Test if population sizes are statistically different?

Question

I'm running an A/B test to see if the improved website layout increases revenue. First, I would like to check if the sizes of the control and experiment groups are statistically different.

I have data on the number of users visiting the site per day within 29 days. Below I will insert the data from the first 5 days:

Day Control Visits Experiment Visits
1   1764           1850
2   1541           1590
3   1457           1515
4   1587           1541
5   1606           1643

It seems to me that I should use the t- or z-test to achieve my goal, but so far I have used them to test statistical difference between population means, not their sizes.

P.S. This is the first question I asked on stackexchange. Any suggestions or tips on how I can improve the question will be welcomed.

Edit: I would like to clarify a few things. I'm running an A/B test for a company which sells software through a website. As I mentioned before the aim of the test is to see if the modified site layout leads to an increased number of purchased licenses. The control and experiment groups were created by randomly assigning a cookie file to each unique visitor upon their first site hit.

I would like to test if number of cookies (visit counts) from the control and experiment group are not statistically different to reduce bias of the experiment (and generally make it more valid).

The distributions of the visits for both of the groups are not normal, as shown in the histograms:

Answer 1

I think you may be using the word 'population' incorrectly to refer to the numbers of Control and Experimental visits. You haven't said what triggers either kind of visit or what consequences flow from having essentially equal visits or not.

It is also not clear whether numbers of visits of each type are anywhere near normal. With 29 days of data for each kind of visit, some people might want to be rely on the legendary 'robustness' of t tests. (That means that results of the t test may be useful even if data are not normal. Strictly speaking, you have positive-integer count data, which cannot be exactly normal.

Similarly, without seeing the data, I would be uncomfortable assuming normality and doing a t test.

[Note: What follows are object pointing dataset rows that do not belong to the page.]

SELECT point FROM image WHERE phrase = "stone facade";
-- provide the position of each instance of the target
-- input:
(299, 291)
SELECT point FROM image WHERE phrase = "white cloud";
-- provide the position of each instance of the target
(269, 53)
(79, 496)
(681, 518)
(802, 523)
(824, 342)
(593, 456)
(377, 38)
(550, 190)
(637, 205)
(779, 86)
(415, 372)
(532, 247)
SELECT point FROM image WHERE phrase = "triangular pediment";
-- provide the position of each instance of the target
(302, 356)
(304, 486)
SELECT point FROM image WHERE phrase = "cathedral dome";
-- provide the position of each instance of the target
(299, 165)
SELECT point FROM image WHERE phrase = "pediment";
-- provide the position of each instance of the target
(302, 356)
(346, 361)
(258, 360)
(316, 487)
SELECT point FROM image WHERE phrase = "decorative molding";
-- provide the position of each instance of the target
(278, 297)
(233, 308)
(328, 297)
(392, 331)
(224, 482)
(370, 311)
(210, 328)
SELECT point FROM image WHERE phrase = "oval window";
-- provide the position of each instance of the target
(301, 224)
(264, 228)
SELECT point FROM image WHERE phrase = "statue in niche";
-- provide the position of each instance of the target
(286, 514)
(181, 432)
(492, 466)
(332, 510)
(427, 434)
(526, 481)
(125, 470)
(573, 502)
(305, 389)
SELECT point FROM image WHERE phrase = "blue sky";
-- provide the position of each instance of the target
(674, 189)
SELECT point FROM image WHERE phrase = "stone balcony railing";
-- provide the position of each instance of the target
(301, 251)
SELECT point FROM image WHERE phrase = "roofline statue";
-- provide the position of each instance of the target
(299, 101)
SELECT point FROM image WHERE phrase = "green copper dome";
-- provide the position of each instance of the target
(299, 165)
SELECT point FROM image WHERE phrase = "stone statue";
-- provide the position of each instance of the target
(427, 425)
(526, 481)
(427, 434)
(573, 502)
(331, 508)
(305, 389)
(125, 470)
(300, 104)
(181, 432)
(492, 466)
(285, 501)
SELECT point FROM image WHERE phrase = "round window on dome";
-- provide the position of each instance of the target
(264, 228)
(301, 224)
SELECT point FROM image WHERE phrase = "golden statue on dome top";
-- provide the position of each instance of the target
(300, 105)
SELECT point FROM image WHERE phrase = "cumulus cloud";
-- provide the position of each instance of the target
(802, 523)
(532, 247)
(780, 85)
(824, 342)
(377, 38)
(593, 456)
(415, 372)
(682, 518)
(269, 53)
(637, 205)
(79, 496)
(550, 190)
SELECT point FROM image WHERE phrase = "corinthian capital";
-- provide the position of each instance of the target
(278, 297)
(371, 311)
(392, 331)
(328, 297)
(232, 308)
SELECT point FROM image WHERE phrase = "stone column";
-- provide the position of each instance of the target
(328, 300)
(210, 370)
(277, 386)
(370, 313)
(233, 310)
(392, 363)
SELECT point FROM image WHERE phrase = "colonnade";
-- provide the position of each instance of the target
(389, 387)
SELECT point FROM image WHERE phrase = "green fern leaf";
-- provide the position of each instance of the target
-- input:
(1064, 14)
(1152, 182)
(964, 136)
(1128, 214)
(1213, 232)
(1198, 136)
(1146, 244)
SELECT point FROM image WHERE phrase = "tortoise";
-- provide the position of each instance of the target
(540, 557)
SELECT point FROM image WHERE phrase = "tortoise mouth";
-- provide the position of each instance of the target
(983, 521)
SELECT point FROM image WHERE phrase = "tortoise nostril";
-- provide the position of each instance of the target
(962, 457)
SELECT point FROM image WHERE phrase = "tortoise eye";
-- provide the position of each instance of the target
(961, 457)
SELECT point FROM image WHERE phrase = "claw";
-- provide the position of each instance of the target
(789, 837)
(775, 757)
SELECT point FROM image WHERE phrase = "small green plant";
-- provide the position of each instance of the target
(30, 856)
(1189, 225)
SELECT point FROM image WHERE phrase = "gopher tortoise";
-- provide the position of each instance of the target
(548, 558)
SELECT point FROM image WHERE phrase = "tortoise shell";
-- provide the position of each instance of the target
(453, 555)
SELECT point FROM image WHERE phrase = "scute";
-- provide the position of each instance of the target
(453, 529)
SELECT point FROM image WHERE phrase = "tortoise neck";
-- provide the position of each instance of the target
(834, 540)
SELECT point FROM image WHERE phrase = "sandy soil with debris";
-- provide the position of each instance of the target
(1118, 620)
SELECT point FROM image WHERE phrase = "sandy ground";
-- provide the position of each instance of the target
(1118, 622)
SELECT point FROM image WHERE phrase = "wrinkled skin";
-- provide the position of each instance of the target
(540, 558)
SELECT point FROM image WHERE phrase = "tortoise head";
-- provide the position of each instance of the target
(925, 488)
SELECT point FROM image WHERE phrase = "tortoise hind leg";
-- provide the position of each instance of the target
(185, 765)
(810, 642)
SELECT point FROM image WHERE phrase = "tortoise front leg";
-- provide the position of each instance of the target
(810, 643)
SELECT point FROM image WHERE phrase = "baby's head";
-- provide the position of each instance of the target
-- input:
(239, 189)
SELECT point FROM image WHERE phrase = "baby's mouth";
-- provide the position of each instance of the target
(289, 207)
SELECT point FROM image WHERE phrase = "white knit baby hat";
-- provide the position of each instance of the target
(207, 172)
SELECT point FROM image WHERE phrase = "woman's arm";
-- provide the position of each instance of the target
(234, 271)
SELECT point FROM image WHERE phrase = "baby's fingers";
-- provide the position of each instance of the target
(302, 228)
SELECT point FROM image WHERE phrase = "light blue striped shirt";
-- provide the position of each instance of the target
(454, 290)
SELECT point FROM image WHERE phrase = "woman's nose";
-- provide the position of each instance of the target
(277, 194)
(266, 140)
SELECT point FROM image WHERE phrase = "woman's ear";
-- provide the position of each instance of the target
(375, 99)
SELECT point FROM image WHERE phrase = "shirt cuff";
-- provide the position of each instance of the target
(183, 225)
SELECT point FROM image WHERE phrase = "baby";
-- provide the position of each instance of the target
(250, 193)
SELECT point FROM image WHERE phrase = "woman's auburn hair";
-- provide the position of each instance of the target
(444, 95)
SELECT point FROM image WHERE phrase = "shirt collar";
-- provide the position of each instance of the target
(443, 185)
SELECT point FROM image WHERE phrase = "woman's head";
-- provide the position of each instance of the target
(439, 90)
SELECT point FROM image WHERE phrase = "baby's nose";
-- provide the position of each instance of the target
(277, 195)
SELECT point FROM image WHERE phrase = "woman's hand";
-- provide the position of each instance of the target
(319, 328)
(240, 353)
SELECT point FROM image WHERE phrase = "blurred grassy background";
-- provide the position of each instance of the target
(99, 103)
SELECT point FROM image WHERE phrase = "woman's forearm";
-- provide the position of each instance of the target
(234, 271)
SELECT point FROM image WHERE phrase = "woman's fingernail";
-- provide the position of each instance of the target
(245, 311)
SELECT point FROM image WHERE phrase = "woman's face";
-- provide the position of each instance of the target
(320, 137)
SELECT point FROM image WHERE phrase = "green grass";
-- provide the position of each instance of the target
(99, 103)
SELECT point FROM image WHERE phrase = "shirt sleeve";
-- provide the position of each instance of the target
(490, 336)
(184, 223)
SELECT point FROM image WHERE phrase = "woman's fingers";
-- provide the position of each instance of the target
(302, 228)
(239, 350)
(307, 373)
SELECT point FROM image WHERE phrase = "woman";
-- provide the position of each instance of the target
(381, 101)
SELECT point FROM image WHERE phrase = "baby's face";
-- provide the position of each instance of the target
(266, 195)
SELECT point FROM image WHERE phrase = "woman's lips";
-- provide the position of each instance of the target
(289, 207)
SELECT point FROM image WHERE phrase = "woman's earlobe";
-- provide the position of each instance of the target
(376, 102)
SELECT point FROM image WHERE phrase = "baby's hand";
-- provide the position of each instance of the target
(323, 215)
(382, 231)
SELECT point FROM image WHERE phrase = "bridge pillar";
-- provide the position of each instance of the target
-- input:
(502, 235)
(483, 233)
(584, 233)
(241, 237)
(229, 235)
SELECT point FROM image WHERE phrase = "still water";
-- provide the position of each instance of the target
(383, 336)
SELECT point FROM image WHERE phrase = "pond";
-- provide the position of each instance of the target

Another choice would be to use a nonparametric Wilcoxon (rank sum) test, which has some assumptions other than to have normal data. (Specifically, interpretation of test results can depend on whether the two distributions have similar shapes.)

So it would help if you could show two histograms of visit counts, one for each group. (If not histograms, then summaries by intervals of counts from which a histogram can be made.

Here are some simulated data for which either a Welch 2-sample t test and a Wilcoxon rank sum test would both be reasonable choicess.

set.seed(805)
x1 = rpois(29, 1650)
x2 = rpois(29, 1700)
par(mfrow=c(2,1))
 hist(x1, prob=T, br=8, xlim=c(1500,1900), col="skyblue2", 
      main="Control Gp")
 hist(x2, prob=T, br=8, xlim=c(1500,1900), col="skyblue2", 
      main="Experiment Gp")
par(mfrow=c(1,1))

For my simulated data, both the t test and the Wilcoxon test show a highly significant differenc between the two groups: both P-value are nearly $0.$

t.test(x1,x2)

        Welch Two Sample t-test

data:  x1 and x2
t = -5.1036, df = 54.249, p-value = 4.396e-06
alternative hypothesis: 
  true difference in means is not equal to 0
95 percent confidence interval:
 -73.96238 -32.24451
sample estimates:
mean of x mean of y 
 1652.103  1705.207 

$\,$

wilcox.test(x1,x2)

        Wilcoxon rank sum test with continuity correction

data:  x1 and x2
W = 145, p-value = 1.89e-05
alternative hypothesis: 
  true location shift is not equal to 0

Warning message:
In wilcox.test.default(x1, x2) : cannot compute exact p-value with ties

Note: For sample sizes as large as 29 and such a small P-value, the Warning about ties can be ignored.